【萬物相】3年ぶりの日本旅行

【萬物相】3年ぶりの日本旅行

 日本に槍ヶ岳という山がある。東京から車で5時間、登山道に入って9時間以上登って、標高3180メートルの頂上に至る。奥深い山々の中央にある峻峰(しゅんぽう)だ。日本で勤務していた2008年、この山頂付近の山荘に泊まったことがある。かぎ慣れたにおいに振り返ってみると、韓国人の中年登山客数十人がキムチの入ったタッパーを開けて白飯を食べていた。韓国100大名山を登り終え、日本百名山を登り始めたという。その話を聞いて驚いたが、それもすぐに珍しい話ではなくなった。

 日本にいた間、暇さえあれば登山をしたり、旅行をしたりした。「富士山に4回登って、47都道府県をすべて旅した」と言うと、日本人も一目置いてくれる。ところが3-4年たつと、そうした自慢話も大したことでなくなった。写真共有ソーシャル・ネットワーキング・サービス(SNS)「インスタグラム」の流行に加え、韓国の若者たちが日本の隅々まで行くようになったからだ。日本人でも生涯足を踏み入れることがないであろう絶海の孤島まで行くという話を聞き、「若さというものはやはり違う」と感じた。

 日本の何がいいのかと尋ねると、「見どころ、買うもの、食べる所が多く、しかも安い」という答えが返ってきた。1カ月前、3年ぶりに東京都内のコンビニエンスストアに行ったところ、ソウルのコンビニで2100ウォン(約220円)のコカコーラが160円だった。生活物価を比較する際によく使われるマクドナルドのハンバーガー「ビッグマック」はソウルで4900ウォン(約510円)、東京390円。都心部にある韓国料理店のランチの冷めんは1000円だった。日本のサラリーマンに聞いてみると、「心理的に昼食代1000円の壁はまだ高い」と言った。交通費は依然として高いが、飲食代はソウルの70-80%程度という印象だった。

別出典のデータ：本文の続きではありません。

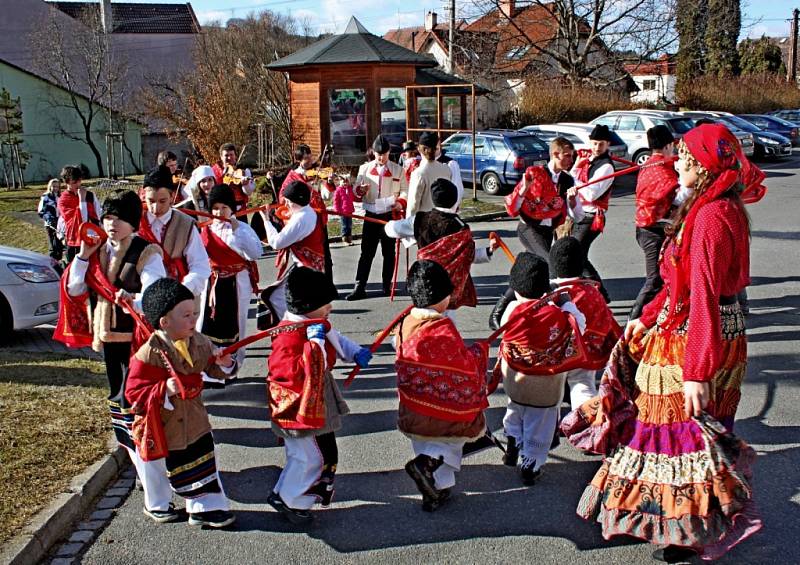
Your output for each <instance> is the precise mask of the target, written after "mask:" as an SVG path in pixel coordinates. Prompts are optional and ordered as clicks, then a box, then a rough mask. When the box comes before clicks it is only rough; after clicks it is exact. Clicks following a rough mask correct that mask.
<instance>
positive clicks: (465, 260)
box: [385, 179, 498, 314]
mask: <svg viewBox="0 0 800 565" xmlns="http://www.w3.org/2000/svg"><path fill="white" fill-rule="evenodd" d="M430 192H431V201H432V202H433V206H434V208H433V209H432V210H431V211H429V212H418V213H417V214H416V215H414V217H412V218H406V219H404V220H395V221H390V222H389V223H388V224H386V227H385V230H386V233H387V234H388V235H389V236H390V237H400V238H404V241H405V243H406V245H412V244H413V242H414V241H416V243H417V245H418V246H419V249H418V251H417V259H430V260H432V261H436V262H437V263H439V264H440V265H442V266H443V267H444V268H445V269H446V270H447V272H448V273H449V274H450V280H451V281H452V284H453V292H452V296H451V300H450V304H448V306H447V309H448V310H449V311H451V314H452V311H454V310H456V309H457V308H459V307H461V306H473V307H474V306H475V305H477V303H478V296H477V293H476V291H475V285H474V284H473V282H472V277H471V276H470V272H469V270H470V267H471V266H472V264H473V263H488V262H489V261H491V258H492V254H493V253H494V250H495V249H497V245H498V243H497V241H495V240H491V241H490V242H489V247H485V248H476V247H475V240H474V239H473V238H472V231H471V230H470V229H469V226H468V225H467V224H466V223H465V222H464V220H462V219H461V218H460V217H459V215H458V214H457V213H455V212H453V211H452V209H453V207H454V206H456V205H457V204H458V189H457V188H456V186H455V185H454V184H453V183H452V182H450V181H449V180H447V179H438V180H436V181H434V182H433V183H432V184H431V186H430Z"/></svg>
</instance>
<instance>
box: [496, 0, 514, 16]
mask: <svg viewBox="0 0 800 565" xmlns="http://www.w3.org/2000/svg"><path fill="white" fill-rule="evenodd" d="M499 5H500V11H501V12H503V15H504V16H505V17H506V18H508V19H511V18H513V17H514V0H500V2H499Z"/></svg>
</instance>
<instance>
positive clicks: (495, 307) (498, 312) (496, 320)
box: [489, 288, 517, 330]
mask: <svg viewBox="0 0 800 565" xmlns="http://www.w3.org/2000/svg"><path fill="white" fill-rule="evenodd" d="M516 298H517V297H516V295H515V294H514V291H513V290H511V289H510V288H509V289H508V290H507V291H506V292H505V294H503V296H501V297H500V298H498V300H497V303H496V304H495V305H494V308H493V309H492V313H491V314H489V328H491V329H492V330H496V329H497V328H499V327H500V320H502V319H503V313H504V312H505V311H506V308H507V307H508V305H509V304H511V303H512V302H513V301H514V300H516Z"/></svg>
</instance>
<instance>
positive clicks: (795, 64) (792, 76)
mask: <svg viewBox="0 0 800 565" xmlns="http://www.w3.org/2000/svg"><path fill="white" fill-rule="evenodd" d="M798 17H800V10H798V9H797V8H795V9H794V10H792V51H791V55H790V56H789V76H788V77H787V78H788V79H789V82H791V83H793V84H797V20H798Z"/></svg>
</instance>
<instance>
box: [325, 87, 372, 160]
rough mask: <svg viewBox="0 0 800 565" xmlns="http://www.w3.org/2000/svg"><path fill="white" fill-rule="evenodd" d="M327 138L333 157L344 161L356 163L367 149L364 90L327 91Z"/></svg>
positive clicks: (361, 89) (358, 89) (365, 94)
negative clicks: (330, 127) (327, 133)
mask: <svg viewBox="0 0 800 565" xmlns="http://www.w3.org/2000/svg"><path fill="white" fill-rule="evenodd" d="M328 97H329V108H330V117H331V124H330V125H331V140H332V141H333V145H334V146H335V147H336V155H337V157H340V158H342V160H344V161H345V162H346V163H353V164H355V163H359V162H361V161H363V159H364V153H365V152H366V150H367V125H366V124H367V122H366V106H367V95H366V92H365V91H364V90H362V89H360V88H357V89H339V88H332V89H330V90H329V91H328Z"/></svg>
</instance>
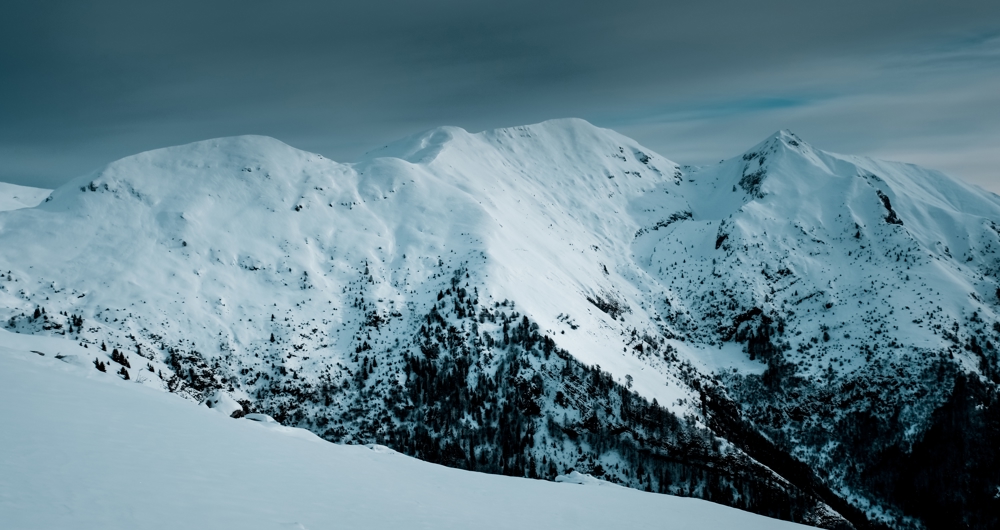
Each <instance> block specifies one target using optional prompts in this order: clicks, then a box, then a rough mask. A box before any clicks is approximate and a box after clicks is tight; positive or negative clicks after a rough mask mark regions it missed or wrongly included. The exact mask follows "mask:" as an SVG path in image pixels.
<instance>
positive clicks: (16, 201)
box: [0, 182, 52, 212]
mask: <svg viewBox="0 0 1000 530" xmlns="http://www.w3.org/2000/svg"><path fill="white" fill-rule="evenodd" d="M50 193H52V190H45V189H41V188H31V187H28V186H18V185H16V184H8V183H6V182H0V212H7V211H10V210H19V209H21V208H31V207H33V206H38V203H40V202H42V201H44V200H45V198H46V197H48V196H49V194H50Z"/></svg>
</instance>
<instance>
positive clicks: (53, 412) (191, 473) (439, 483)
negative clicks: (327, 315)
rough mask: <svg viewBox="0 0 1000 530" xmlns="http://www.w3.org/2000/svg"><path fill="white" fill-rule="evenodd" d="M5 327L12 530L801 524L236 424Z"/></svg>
mask: <svg viewBox="0 0 1000 530" xmlns="http://www.w3.org/2000/svg"><path fill="white" fill-rule="evenodd" d="M11 335H12V334H10V333H8V332H6V331H3V330H0V422H2V424H3V426H4V428H3V429H2V430H0V445H2V446H3V447H4V449H5V451H4V452H3V455H0V520H2V521H3V523H4V526H5V527H8V528H70V527H72V528H80V529H89V528H94V529H101V530H109V529H116V528H137V527H141V528H150V529H153V528H164V529H173V528H178V527H189V528H195V527H197V528H205V527H208V528H233V527H238V528H244V529H256V528H261V529H272V528H304V529H315V528H330V527H331V526H336V527H340V526H348V527H353V528H393V529H394V528H404V527H413V526H417V527H431V528H442V529H446V528H473V527H474V528H511V527H512V526H523V527H532V526H541V527H544V528H567V529H569V528H572V529H585V528H608V527H609V526H615V525H621V524H627V525H630V526H634V527H649V526H656V527H661V528H691V529H696V528H705V529H709V528H721V527H739V528H760V529H765V528H766V529H780V528H788V529H793V528H805V527H803V526H800V525H796V524H793V523H787V522H784V521H778V520H774V519H767V518H764V517H761V516H758V515H753V514H749V513H746V512H741V511H739V510H735V509H733V508H727V507H725V506H720V505H718V504H712V503H709V502H705V501H701V500H696V499H682V498H677V497H670V496H666V495H653V494H649V493H642V492H638V491H634V490H628V489H624V488H604V487H602V488H596V487H586V486H584V487H581V486H577V485H575V484H554V483H549V482H541V481H536V480H527V479H518V478H510V477H498V476H493V475H486V474H482V473H471V472H467V471H458V470H454V469H448V468H445V467H442V466H437V465H433V464H427V463H424V462H420V461H417V460H415V459H412V458H409V457H406V456H403V455H400V454H398V453H395V452H393V451H391V450H388V449H387V448H385V447H381V446H373V447H371V448H368V447H364V446H340V445H335V444H331V443H327V442H324V441H321V440H319V439H318V438H317V437H316V436H315V435H313V434H312V433H310V432H308V431H305V430H302V429H294V428H291V427H283V426H280V425H277V424H274V423H262V422H254V421H249V420H245V419H240V420H231V419H228V418H226V417H224V416H221V415H217V414H214V413H212V412H210V411H206V410H205V409H204V408H201V409H199V408H197V407H195V406H193V404H191V403H188V402H185V401H182V400H180V399H176V398H175V397H174V396H171V395H167V394H162V393H158V392H152V391H148V390H147V389H141V388H136V387H135V386H134V385H127V384H124V383H121V382H118V381H116V378H115V377H114V376H113V375H112V374H99V373H97V372H95V371H94V370H90V369H86V370H85V369H84V368H78V367H74V366H71V365H68V364H63V363H62V362H60V361H59V360H56V359H55V358H54V357H53V355H54V354H53V353H52V352H53V351H56V350H61V349H62V350H66V351H70V350H73V349H75V348H80V347H79V346H78V345H77V344H76V343H73V342H70V341H66V340H57V339H51V338H41V337H12V336H11ZM37 339H41V340H37ZM27 348H30V349H32V350H37V351H41V352H42V353H43V354H44V355H39V354H38V353H33V352H32V351H30V350H29V349H27ZM80 349H82V348H80ZM43 350H44V351H43ZM63 361H65V358H64V359H63ZM577 475H579V474H577ZM589 480H590V481H594V482H596V481H597V479H594V478H589ZM578 483H586V482H582V481H581V482H578ZM84 484H85V485H86V487H81V486H82V485H84ZM53 503H56V504H58V507H59V508H58V509H52V506H53ZM665 513H669V514H670V518H669V520H668V521H665V520H664V519H663V514H665Z"/></svg>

 2018年に日本を訪問した韓国人は753万人だった。韓国人の7人に1人が同年、日本に行った計算になる。5年前に比べ3倍の増加だった。日本への旅行を増やす政策が打ち出されたわけでもない。外交関係も良くはなかったが、「安くていい」と言って多くの若者が日本に旅立った。2019年の韓国の「NOジャパン」運動、その翌年の新型コロナウイルス感染症流行と長期間にわたる国境封鎖がなかったならば、今年は1000万人近くになっていたかもしれない。

 日本が3年ぶりにビザなし入国と自由な旅行の再開を検討するというニュースに、日本への旅行の予約が822%増えたという。ずっと抑え付けられていたものが爆発する兆しを見せている。韓国観光公社によると、最近の韓国人が最も好む海外旅行も日本だという。しかも円安でさらに安くなっているという認識が広まっているとのことだ。韓国はかつて対日旅行収支が37億ドル(約5345億円)の赤字だった。貿易収支も赤字だが、過消費が心配されているという。それでも旅行はいいものだ。たくさん見れば理解も深まる。